For those who have until now been stuck under particularly weighty rocks, President Obama delivered a speech last Thursday from Cairo University with the intent of addressing the perceived rift between the United States and the Islamic world.
Video of the entire speech is available on YouTube, courtesy of the White House's newly invigorated Web 2.0 information campaign. Coincidentally, the hour-long address was also made available live worldwide via SMS text message. Hopefully anyone who signed up has an unlimited plan.
Obama's discussion of the Israeli-Palestinian conflict served as the evening's sole surprise. In a departure from previous U.S. policy, the president made clear a call for the absolute cessation of expansion of Jewish settlements in the West Bank, signaling a cooling in relations between the U.S. and Israel. While this particular conflict is only one of seven issues which Obama highlighted as comprising the wedge that exists between Islam and the U.S., it may be the most injurious, especially among the Arab contingent of the Muslim world.
Hearing the same words from George W. Bush would have been cause for a great deal of eye-rolling and nose-thumbing. However, Obama has been given a carte blanch among Muslims thanks to his tenable connection to their religion, having been born a Muslim to a father of the faith, and partially raised in Indonesia, a Muslim-majority country. And while skepticism about the true aim of U.S. initiatives remains, Obama now does indeed have the ear of Muslim peoples around the globe, having voiced a deep respect for their history and culture, and honoring them by appearing in person in Cairo to address them.
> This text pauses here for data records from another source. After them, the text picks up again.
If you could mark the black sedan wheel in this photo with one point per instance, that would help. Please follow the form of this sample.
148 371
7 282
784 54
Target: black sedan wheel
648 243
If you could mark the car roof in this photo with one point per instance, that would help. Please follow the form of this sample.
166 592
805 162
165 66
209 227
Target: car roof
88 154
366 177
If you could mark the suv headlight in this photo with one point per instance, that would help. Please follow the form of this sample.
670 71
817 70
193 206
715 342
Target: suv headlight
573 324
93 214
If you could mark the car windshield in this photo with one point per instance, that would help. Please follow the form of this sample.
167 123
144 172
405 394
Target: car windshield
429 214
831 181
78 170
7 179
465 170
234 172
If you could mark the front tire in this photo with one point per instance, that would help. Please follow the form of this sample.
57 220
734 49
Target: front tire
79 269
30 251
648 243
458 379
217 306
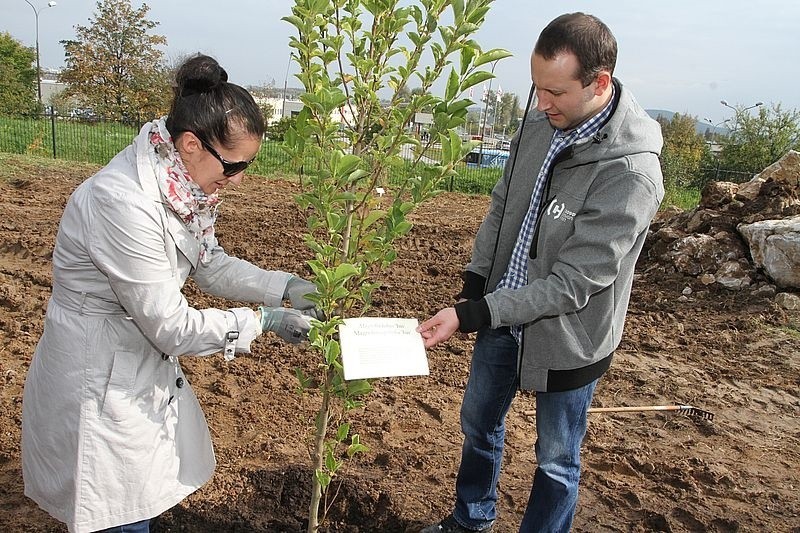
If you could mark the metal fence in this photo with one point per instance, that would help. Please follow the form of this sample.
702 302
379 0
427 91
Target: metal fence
95 140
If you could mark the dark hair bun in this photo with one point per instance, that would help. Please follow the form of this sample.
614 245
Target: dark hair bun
199 74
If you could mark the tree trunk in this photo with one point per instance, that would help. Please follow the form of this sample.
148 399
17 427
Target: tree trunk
323 416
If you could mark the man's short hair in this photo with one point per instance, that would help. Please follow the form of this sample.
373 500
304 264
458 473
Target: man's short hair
585 36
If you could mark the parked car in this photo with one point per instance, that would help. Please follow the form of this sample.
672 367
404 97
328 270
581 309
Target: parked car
486 158
503 145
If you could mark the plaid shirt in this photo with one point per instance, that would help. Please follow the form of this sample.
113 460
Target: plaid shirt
516 275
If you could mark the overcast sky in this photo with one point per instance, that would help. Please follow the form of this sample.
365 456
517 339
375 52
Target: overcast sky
681 55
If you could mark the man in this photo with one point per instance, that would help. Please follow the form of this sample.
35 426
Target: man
549 281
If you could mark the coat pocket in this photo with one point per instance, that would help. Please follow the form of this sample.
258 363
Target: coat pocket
119 392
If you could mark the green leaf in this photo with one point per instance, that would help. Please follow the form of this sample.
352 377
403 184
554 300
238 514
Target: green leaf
475 78
452 86
458 10
332 352
358 387
342 432
323 479
344 271
492 55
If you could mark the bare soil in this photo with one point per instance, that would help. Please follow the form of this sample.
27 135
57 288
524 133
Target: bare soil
733 354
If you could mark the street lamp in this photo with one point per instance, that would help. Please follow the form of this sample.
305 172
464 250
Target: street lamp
486 112
718 124
285 83
726 104
38 67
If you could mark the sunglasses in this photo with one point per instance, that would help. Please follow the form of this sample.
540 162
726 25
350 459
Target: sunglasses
229 168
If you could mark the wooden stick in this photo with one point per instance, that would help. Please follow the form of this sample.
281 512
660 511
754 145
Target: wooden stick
690 410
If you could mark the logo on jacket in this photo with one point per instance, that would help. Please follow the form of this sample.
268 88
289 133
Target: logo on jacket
558 210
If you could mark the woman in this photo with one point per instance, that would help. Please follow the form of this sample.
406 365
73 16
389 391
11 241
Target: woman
112 434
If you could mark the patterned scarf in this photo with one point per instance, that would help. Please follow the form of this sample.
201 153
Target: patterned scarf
182 195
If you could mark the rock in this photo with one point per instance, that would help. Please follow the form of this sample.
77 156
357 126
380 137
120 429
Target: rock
733 275
775 247
718 193
715 241
788 301
707 279
764 291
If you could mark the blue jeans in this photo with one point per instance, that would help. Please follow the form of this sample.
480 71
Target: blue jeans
560 428
136 527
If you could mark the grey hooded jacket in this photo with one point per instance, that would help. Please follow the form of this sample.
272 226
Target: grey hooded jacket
597 207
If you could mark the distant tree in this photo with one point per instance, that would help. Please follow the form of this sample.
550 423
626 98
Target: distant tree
509 113
683 152
114 66
17 77
277 130
267 111
757 141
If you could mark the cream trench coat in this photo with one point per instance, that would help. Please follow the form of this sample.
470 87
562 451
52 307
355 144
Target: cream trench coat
112 433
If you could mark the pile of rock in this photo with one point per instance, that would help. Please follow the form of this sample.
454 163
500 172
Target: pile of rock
741 236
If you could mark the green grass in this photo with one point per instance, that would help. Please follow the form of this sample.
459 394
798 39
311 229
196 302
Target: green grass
17 166
99 142
683 198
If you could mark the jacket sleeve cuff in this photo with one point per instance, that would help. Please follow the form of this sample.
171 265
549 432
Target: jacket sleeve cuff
473 315
473 286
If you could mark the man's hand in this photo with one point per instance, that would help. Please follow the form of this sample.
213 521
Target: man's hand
296 291
439 328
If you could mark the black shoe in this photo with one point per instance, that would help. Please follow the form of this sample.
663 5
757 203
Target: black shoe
449 525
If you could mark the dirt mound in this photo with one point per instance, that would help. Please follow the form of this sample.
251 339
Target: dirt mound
733 353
Why should it matter if Obama gains the support of Muslim populations around the globe? It means that Arab leaders can work with the U.S. on key global issues without angering their constituents and losing popular support, and it defuses the vitriolic arguments of anti-U.S. extremists around the globe.
Most importantly, it means that key U.S. foreign policy goals like amelioration in the Israel-Palestine conflict become much more achievable. How? It allows the U.S. to reposition itself not as a global hegemon with a myopic interest in backing Israel, but as an even-handed third party, to whom giving a little at the negotiating table won't mean kicking the hornets' nest back home for Arab leaders.
This raises another question: Are the U.S. and Israel really at loggerheads over the issue of West Bank settlements, or is the apparent cooling in their relationship a coordinated effort to defuse Arab anger and move the peace process forward? That seems unlikely, given Netenyahu's position as head of the hard-line Likud Party, which took over Israel's government by a thin majority last month. Given the fact that the resulting government has a rather weak mandate, it would be difficult to make grand departures from party platform, unless he does so at proverbial gunpoint, i.e., in the event that his country's principal patron, the U.S., makes hard demands. Netenyahu is due to give a major foreign policy related speech this coming Sunday, so watch that for developments in the situation.
As for how far Obama's speech will go toward turning Muslim opinion for the U.S., it depends on two factors: how well the State Department is able to promote U.S. interests among Muslim populations, and how much Obama's political clout can actually get him among the Arab nations.
So far, most reactions are along the lines of "I'll believe it when I see it." I feel the same way.